Cette approche est en ligne avec une tendance de l’opinion publique capturée par un sondage publié en janvier 2021 par un think tank britannique, le British Foreign Policy Group, qui démontre que 40 % des sondés soutiennent une action en défense des droits de l’Homme en Chine.
En même temps, la Revue intégrée appelle à l’amélioration de la connaissance de la Chine, avec une formulation ambiguë, "investir dans des capacités renforcées pour faire face à la Chine" (invest in enhanced China-facing capabilities), qui suggère un soutien public à l’expertise. La Revue intégrée reste vague sur les mesures qui seront prises, mais semble reconnaître qu’une meilleure compréhension des modus operandi de la Chine, sur son sol et à l’international, est nécessaire pour défendre les valeurs démocratiques à l’étranger. En même temps, il semblerait que le Royaume-Uni reste favorable à une présence forte d’étudiants chinois dans ses universités. Avec plus de 120 000 étudiants au Royaume-Uni en 2019, la Chine formait le premier contingent d’étudiants étrangers, loin devant l’Inde. Dans l’ensemble, le même sondage du British Foreign Policy Group montre combien l’opinion publique britannique reste attachée à l’ouverture internationale du Royaume en matière d’éducation et de recherche. Ainsi, 30 % des Britanniques voient dans la présence des étudiants chinois au sein des universités britanniques un domaine d’engagement qu’ils souhaitent avec la Chine à l’avenir.
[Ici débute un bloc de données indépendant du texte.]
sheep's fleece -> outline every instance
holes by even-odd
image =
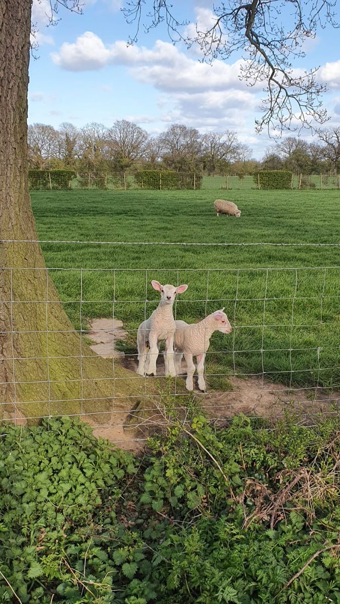
[[[215,199],[214,202],[214,207],[217,216],[219,214],[226,214],[229,216],[237,216],[238,217],[241,216],[241,211],[236,204],[234,204],[232,201]]]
La recherche d’équilibre n’offre pas toutes les clefs pour prévoir le positionnement britannique sur nombre de sujets de politique chinoise. Il est clair que le Premier ministre Boris Johnson a tranché en faveur d’une posture de mesure, alors que depuis quelques mois, de nombreux députés, y compris au sein du Parti conservateur, revendiquaient une approche bien plus agressive à l’égard de la Chine. Cette politique plus nuancée en irrite plus d’un dans les rangs conservateurs.
La question cruciale pour la France et l’Europe est celle de savoir jusqu’où le Royaume-Uni cherchera à mettre en œuvre ces lignes directrices vis-à-vis de la Chine en se coordonnant avec ses alliés. La Chine est aujourd’hui au cœur de la relation transatlantique, mais elle est également un enjeu de coordination pour la France et l’Europe, à des degrés et sur des dossiers divers, ce avec le Japon, l’Inde et l’Australie. La Revue intégrée, en l’occurrence, garde le silence sur ce point, même si elle souligne des coopérations possibles avec la France et l’Allemagne dans l’espace Indo-Pacifique. Le défi chinois sera sans nul doute au menu de la coopération recherchée par le Royaume-Uni avec l’UE contre le réchauffement climatique, mais la Revue intégrée ne prévoit aucun dialogue stratégique sur la Chine avec aucun partenaire.
La Revue intégrée est ambitieuse. Quoi qu’elle n’énonce pas de priorités autres que celle du combat contre le changement climatique, elle annonce un investissement dans la recherche scientifique et numérique, une présence continue en Europe et un dialogue plus étroit avec l’Afrique. Elle planifie un élargissement de l’arsenal nucléaire, la création de nouvelles cellules et centres d’expertise pour gérer la sécurité militaire du pays, un investissement dans l’innovation pour l’industrie d’armement. Elle fixe l’objectif à l’horizon 2030 que le Royaume-Uni soit le principal partenaire européen dans l’Indo-Pacifique en matière de présence commerciale, sécuritaire et en soutien des valeurs démocratiques et libérales, sans insister sur la présence militaire pourtant réelle, mais limitée du Royaume-Uni dans cette région. Pour parvenir à ces objectifs, le Royaume-Uni devra faire des choix. La direction générale est fixée, mais seul l’avenir nous dira si certains des objectifs ne devront pas être revus à la baisse tant ils dépendent des propres choix de la Chine.